Giving evidence, Lacey-Hasting said: "There have been occasions where I have said to the supply agency I have a few things on, and said if you can find someone else [another supply teacher] then great, but if you can't, please get back to me.

"They will say we have already tried three to four other people, so at that point I have to rejig my day."

Mr Powell said there was a "teacher shortage" and that it was "difficult" to fill last-minute slots in rural schools.

But prosecutor Faye Rolfe said the company he works for cannot be the only one supplying teachers in Norfolk.

She said: "He makes the basis that he will not be in hardship, but the children and the county will.

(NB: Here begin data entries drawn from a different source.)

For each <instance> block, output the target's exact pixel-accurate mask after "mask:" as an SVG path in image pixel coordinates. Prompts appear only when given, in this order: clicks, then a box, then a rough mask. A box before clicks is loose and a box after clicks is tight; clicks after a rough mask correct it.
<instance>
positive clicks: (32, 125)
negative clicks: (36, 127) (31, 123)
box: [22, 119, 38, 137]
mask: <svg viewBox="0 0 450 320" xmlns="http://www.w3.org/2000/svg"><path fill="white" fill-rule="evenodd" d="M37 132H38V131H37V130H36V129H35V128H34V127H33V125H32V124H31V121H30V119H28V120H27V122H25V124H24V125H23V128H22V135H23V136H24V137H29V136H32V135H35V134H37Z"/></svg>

"The argument that he is an absolute core service is not sustainable and is not enough to meet the high hurdle of exceptional hardship."

The court heard that on the day of the speeding offence, Lacey-Hasting had been working at a small rural school near Fakenham and was returning for a doctor's appointment.

Mr Powell said: "It was going to be a tight run, he was running late because a parent at the school had asked to see him at the end of the school day and that took longer than expected."

His case was dealt with through the single justice procedure at Norwich's magistrates' court, which meant he was not present for the hearing and unable to provide a defence.

However his driving ban was suspended when he appealed the decision.

Judge Andrew Shaw said: "We are not satisfied he [Lacey-Hasting] has come anywhere close to establishing exceptional hardship."

The appeal was dismissed and he must pay £260 in costs. The six month disqualification was imposed by the court.